We will discuss this also during the lecture on Thursday.
Finally, here are some general observations from us about project 1. Hopefully these remarks can be of use when you wrap up the report for project 2 and work on project 3 as well.
Best wishes to you all,
Morten et al.
////. Comments about project 1
Summary after corrections:
* Many of you have written very nice codes! Thx, this part is very good. And there were many excellent results.
* However, many of you are not used to write scientific reports. Here are some inputs which may help with project 2 and project 3.
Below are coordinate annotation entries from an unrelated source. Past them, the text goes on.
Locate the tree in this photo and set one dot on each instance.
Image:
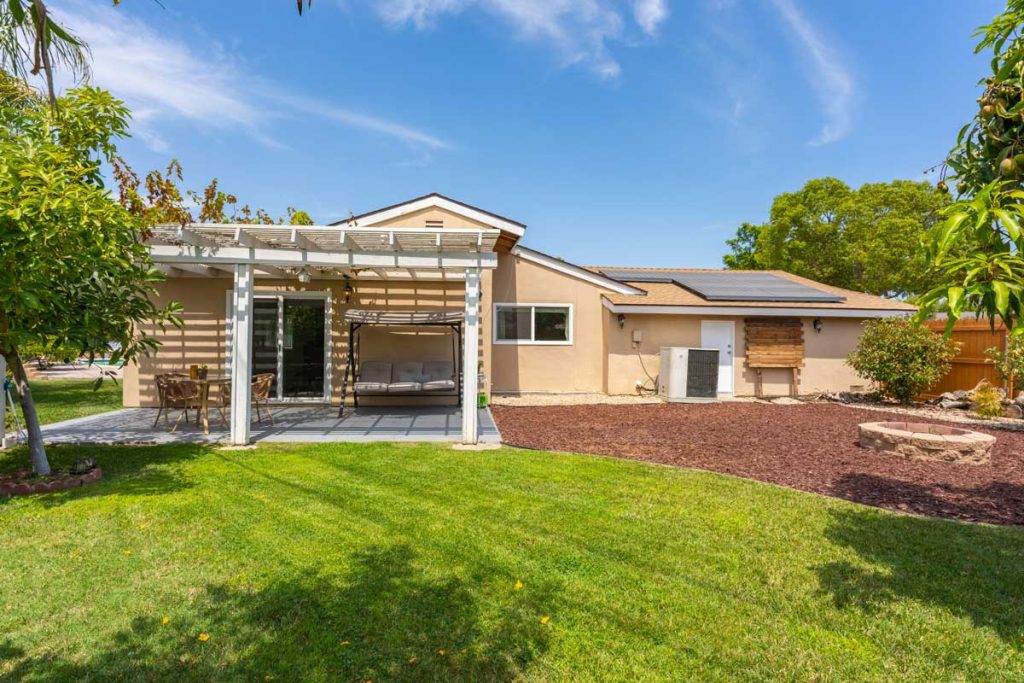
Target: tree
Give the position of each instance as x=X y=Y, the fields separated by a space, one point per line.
x=987 y=164
x=31 y=42
x=76 y=270
x=902 y=358
x=165 y=203
x=743 y=246
x=866 y=239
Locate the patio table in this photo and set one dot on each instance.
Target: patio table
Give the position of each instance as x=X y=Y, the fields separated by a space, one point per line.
x=204 y=395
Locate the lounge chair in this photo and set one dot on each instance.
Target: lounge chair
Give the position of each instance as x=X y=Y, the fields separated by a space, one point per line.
x=408 y=378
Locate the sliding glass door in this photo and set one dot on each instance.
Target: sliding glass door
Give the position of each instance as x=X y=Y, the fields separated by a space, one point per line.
x=290 y=341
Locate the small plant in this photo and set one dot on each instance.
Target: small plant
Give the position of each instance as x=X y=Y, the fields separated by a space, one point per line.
x=987 y=400
x=900 y=357
x=1009 y=364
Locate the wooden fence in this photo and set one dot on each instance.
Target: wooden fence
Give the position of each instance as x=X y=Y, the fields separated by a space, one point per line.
x=971 y=365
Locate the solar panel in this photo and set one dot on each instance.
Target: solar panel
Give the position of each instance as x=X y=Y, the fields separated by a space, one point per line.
x=728 y=286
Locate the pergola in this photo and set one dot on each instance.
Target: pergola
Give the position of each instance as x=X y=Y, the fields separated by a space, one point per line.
x=288 y=252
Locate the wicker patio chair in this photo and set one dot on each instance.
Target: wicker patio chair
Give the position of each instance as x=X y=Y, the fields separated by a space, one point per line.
x=261 y=394
x=183 y=394
x=162 y=381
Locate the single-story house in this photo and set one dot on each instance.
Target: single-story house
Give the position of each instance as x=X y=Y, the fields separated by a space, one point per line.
x=526 y=321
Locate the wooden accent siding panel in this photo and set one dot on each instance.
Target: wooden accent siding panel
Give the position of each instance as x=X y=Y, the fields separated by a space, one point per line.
x=774 y=342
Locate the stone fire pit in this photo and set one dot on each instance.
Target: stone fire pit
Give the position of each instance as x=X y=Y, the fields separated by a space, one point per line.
x=919 y=440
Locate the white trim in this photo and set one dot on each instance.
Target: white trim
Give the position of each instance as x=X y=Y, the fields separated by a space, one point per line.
x=571 y=270
x=298 y=258
x=732 y=344
x=431 y=202
x=242 y=344
x=761 y=311
x=470 y=357
x=531 y=342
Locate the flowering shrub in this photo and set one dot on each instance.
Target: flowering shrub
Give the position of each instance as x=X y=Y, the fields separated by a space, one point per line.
x=901 y=357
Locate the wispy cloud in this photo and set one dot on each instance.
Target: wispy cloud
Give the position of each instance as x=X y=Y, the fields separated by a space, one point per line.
x=164 y=79
x=578 y=30
x=650 y=13
x=830 y=79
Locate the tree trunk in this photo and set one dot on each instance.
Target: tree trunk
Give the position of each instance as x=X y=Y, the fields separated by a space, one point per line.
x=36 y=450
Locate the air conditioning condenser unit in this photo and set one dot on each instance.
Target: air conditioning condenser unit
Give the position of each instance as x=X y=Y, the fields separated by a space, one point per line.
x=688 y=375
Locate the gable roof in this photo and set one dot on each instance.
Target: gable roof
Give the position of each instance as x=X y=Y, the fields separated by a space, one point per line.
x=671 y=294
x=436 y=200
* Given the current grading form: focus on abstract, introduction, conclusion, and references. You potentially loose more points on this than If you don’t have time to finish the analysis or code. Please read again the structure we wish you to implement at https://github.com/CompPhysics/MachineLearning/blob/master/doc/Projects/EvaluationGrading/EvaluationForm.md
* If you go through each exercise and answer them individually, you’re report will not be a good read. Try to find an overarching question: what am I going to answer in the project? For instance: can linear regression models be used to describe a topological surface? Keeping this question in mind would give you a better abstract, introduction, and conclusion.
* As a continuation of this: what you want to answer guides how you treat your data, e.g. scaling, downsampling etc. If you want to see if a linear regression model can describe a surface, then it doesn’t make sense to downsample to a degree were you don’t see the structures of the landscape.
* During the course you will learn that it’s not always easy to answer what is the best model. Should you use MSE, AUC or other metrics? And a separate question is: is the best model a good model? You’ll have to keep the original research question in mind, and try to answer wether the best model does a good job. We always recommend plotting the data and the model side by side, or with a ration plot. This communicates the goodness of fit much better than the MSE.
* Introduction: think in 3 paragraphs/section: 1) motivation/something general on ML, LR, 2) What are you investigating, 3) summary of essay
* Abstract: should contain the results, and the goodness of the results, i.e. what model gave the best results, quantified with MSE or relative error etc. And a conclusion on wether it is a good model.
* When you compare various metrics for score and use cross-validation, it is important to keep in mind that results may vary as function of the number of folds. It is important to comment upon that.The cross-validation gives you a way to estimate a given quantity and is meant to narrow down the spread in values. Idem for boostrap.
your cross-validation code with the one you got from your bootstrap code. Comment your results. Try 5 ? 10 folds.
* Many of you have spent a lot of time on your codes. And most codes are very good. To ease the reading however, try to include a good README to help the reader navigate through the code or rerun it. Suggestion: document your code while coding so it will be easier to make a readable and understandable README.
* you should comment all results you present. If you include a plot or a table, you should comment what they entail. If not, you may consider to not include them in the report. If you add additional results in an appendix, have figure/table captions and add some explanatory text. A raw dump of figures is not very meaningful.